The routine ends with 0.

In the example described above, including the display example of FIG. 2, the number of photographed frames, the number of remaining frames and the total number of frames are displayed, but the photographer is informed of various frame numbers. Since the purpose is to give, as will be described later, it is not necessary to display all the above three numerical values.

FIG. 7 shows the procedure of the data imprinting process and the film winding process in the camera with the data imprinting device according to one embodiment of the present invention, in which the frame feed pitch setting is "-6" to "-1". Is the case of. Similar to the case of FIG. 6, the processing of FIG. 7 is also performed by the camera control unit 10.
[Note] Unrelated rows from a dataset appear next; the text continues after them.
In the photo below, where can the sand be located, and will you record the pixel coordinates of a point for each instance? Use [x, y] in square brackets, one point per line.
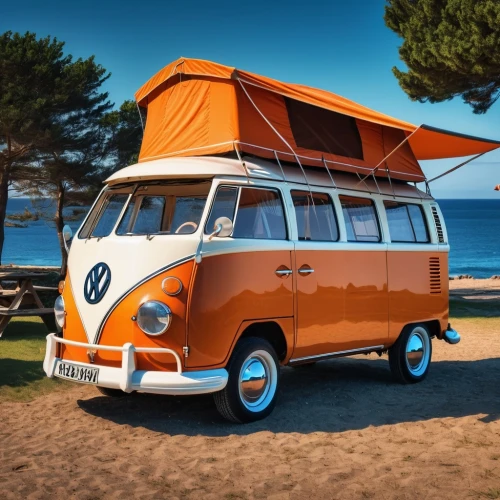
[342, 429]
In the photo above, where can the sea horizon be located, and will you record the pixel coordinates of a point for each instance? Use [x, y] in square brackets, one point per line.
[473, 226]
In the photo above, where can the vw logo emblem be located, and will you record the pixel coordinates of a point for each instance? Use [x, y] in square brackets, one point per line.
[97, 283]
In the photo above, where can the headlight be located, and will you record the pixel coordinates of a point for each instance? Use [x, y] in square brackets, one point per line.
[154, 317]
[59, 312]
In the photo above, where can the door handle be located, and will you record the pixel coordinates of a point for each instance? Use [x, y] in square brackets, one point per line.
[305, 270]
[283, 272]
In FIG. 7, the routine is started from S100 at the same time when the photographing operation of the camera is completed.
Drive the winding motor 14 to wind the film with a predetermined screen feed amount. Here, the predetermined screen feed amount is a shooting screen width of 36 mm + shooting screen to data first line margin 0.5 mm + data character height 1 mm + data line margin 0.5 mm = 38 mm.

During the film winding operation, the winding amount is monitored by the pulse from the encoder 18, and the winding is stopped when the predetermined screen feed amount is reached. By such a winding operation, the photographing screen corresponding to the imprint data is taken up by the take-up spool 1 rather than the imprint head 15H.
Move to side 3. The data imprinting side end (rear end) of the photographing screen corresponding to the imprinting data is positioned 0.5 mm from the character imprinting portion of the imprinting head 15H on the take-up spool 13 side.

Next, in S115, the imprinted data content set in the data imprinting section 15 is set to the content of the first line. Then, in step S120, the data for one line is imprinted.

Next, in step S130, it is determined from the information from the data imprinting section 15 whether or not the imprinting of the data row to be imprinted is completed. If the data imprinting is not completed, that is, if the data imprinting unit 15 is set to imprint a plurality of lines of data, the process proceeds to S140. S1
In 40, the take-up motor 14 is driven to wind the film for the line feed of the imprinted data, that is, the data character height + line spacing margin (1 mm + 0.5 mm = 1.5 mm). Also in this winding operation, the winding amount is monitored by the pulse from the encoder 18, and the winding is stopped when a predetermined imprint data line feed amount is reached. After the stop, in S150, the imprinted data content set in the data imprinting section 15 is line-wrapped to be changed to the content of the next line, and the process returns to S120 to imprint the data of the next line. Such processing is continued until the imprinting of all the imprinted data rows set in the data imprinting section 15 is completed.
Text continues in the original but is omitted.